Tokyo has two international airports:

Narita International Airport (成 田 国際 空港 Narita Kokusai Kūkō?) IATA code: NRT, ICAO code: RJAA, also formerly known as Tokyo-Narita International Airport or New Tokyo International Airport, is one of the two international airports serving to the Greater Tokyo area in Japan. It is located about 37 miles east of downtown Tokyo, in the Chiba prefecture, on the border between the city of Narita and the adjacent city of Shibayama, it is used mainly for international flights; connected to Tokyo by the Narita Express train.

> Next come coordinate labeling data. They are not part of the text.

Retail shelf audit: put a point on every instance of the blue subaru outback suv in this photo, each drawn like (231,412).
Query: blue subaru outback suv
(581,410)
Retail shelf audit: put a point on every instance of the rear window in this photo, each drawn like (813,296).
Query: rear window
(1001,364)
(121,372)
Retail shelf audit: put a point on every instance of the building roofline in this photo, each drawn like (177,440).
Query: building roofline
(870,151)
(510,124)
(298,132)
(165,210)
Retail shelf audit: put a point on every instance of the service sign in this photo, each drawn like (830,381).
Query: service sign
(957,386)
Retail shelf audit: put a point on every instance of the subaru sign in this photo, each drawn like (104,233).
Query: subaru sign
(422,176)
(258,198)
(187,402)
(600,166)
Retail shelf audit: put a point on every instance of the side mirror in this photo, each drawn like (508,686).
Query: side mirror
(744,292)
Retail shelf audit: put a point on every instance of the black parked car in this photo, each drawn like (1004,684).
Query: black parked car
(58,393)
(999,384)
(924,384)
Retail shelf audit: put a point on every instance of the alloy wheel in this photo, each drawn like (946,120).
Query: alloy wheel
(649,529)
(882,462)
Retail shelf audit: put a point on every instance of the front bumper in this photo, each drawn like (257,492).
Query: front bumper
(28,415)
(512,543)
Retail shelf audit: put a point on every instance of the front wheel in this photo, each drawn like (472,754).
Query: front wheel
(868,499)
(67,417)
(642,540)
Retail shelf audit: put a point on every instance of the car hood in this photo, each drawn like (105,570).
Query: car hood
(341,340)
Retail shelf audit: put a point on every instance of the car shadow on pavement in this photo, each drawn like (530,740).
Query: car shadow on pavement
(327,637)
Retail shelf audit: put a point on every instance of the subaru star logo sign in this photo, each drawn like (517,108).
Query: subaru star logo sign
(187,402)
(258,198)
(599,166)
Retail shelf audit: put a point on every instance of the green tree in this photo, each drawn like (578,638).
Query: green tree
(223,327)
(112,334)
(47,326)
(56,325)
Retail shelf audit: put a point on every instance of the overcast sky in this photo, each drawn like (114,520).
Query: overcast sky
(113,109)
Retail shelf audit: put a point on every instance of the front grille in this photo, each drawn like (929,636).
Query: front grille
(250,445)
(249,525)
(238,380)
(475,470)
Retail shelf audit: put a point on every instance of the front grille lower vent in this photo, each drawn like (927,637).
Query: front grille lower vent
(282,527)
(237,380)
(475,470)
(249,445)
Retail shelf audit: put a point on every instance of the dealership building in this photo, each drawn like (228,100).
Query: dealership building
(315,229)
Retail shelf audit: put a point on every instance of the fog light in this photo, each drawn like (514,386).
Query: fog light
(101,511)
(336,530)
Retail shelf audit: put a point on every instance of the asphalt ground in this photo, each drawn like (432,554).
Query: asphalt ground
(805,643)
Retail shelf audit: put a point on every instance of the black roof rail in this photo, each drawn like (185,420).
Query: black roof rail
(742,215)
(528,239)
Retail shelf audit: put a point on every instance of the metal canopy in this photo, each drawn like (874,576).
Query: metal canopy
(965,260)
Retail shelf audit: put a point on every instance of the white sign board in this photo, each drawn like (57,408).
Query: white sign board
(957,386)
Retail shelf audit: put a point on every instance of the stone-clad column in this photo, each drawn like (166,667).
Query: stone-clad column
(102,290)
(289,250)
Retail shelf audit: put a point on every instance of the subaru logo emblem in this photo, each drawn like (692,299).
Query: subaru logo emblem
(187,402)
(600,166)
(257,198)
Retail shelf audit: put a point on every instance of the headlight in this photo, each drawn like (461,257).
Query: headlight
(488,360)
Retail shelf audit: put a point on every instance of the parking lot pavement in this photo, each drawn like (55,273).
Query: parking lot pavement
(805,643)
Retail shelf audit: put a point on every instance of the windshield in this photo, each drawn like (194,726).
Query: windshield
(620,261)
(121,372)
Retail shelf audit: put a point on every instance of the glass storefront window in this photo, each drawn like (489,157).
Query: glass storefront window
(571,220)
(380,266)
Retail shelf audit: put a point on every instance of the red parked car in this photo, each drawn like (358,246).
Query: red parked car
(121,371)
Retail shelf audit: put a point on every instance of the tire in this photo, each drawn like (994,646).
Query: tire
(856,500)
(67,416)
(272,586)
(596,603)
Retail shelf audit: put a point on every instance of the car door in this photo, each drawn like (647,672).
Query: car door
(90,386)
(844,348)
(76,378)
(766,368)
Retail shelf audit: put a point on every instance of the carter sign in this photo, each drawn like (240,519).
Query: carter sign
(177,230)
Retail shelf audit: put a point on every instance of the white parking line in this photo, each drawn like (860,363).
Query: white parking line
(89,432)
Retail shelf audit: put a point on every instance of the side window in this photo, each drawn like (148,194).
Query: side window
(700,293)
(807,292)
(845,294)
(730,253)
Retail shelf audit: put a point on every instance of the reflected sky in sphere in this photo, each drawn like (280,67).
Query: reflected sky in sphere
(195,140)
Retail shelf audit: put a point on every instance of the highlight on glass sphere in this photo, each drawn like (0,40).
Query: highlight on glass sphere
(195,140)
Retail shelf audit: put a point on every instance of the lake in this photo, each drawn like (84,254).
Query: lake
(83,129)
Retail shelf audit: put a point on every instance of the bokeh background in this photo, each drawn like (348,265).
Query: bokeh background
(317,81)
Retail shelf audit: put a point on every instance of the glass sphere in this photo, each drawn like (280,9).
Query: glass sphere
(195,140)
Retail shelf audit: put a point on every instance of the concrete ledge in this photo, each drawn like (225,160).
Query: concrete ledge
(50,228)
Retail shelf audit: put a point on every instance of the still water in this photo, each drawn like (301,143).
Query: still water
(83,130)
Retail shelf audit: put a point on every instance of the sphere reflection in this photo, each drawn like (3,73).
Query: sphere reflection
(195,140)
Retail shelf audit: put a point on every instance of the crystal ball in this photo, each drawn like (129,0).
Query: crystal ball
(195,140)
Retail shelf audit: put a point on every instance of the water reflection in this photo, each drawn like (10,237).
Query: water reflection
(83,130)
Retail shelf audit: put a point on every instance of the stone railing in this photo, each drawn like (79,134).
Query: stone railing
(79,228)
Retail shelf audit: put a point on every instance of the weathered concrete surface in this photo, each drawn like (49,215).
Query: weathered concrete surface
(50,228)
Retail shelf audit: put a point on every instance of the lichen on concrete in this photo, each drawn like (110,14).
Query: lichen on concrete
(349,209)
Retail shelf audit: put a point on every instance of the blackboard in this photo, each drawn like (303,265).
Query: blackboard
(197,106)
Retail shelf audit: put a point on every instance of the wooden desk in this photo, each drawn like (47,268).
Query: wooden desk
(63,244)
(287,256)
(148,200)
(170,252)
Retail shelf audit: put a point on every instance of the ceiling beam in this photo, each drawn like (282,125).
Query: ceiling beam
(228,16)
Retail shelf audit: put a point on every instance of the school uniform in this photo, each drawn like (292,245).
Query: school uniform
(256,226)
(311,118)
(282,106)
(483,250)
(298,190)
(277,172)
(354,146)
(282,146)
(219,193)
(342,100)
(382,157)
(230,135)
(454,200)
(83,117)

Haneda International Airport (東京 国際 空港 Tōkyō Kokusai Kūkō?) IATA code: HND, ICAO code: RJTT, also known as Tokyo-Haneda International Airport, is one of the two international airports serving the Greater Tokyo area in Japan . It is located 20 kilometers south of Tokyo station. It is located in Ōta, Tokyo, Japan and is 80 kilometers southwest of the Narita International Airport. It is ranked among the most congested passenger airports in the world.

In addition, the Chōfu Airport, located in the city of Chōfu, handles air transport with the three airports of the Izu islands (Oshima, Hachijojima and Miyakejima). Tokyo has the largest private fleet of helicopters, which use the Tokyo Heliport (東京 へ リ ポ ー ト) in Kōtō, as their base for supply and maintenance. The heliport is also used as a base for public services such as police and firefighters.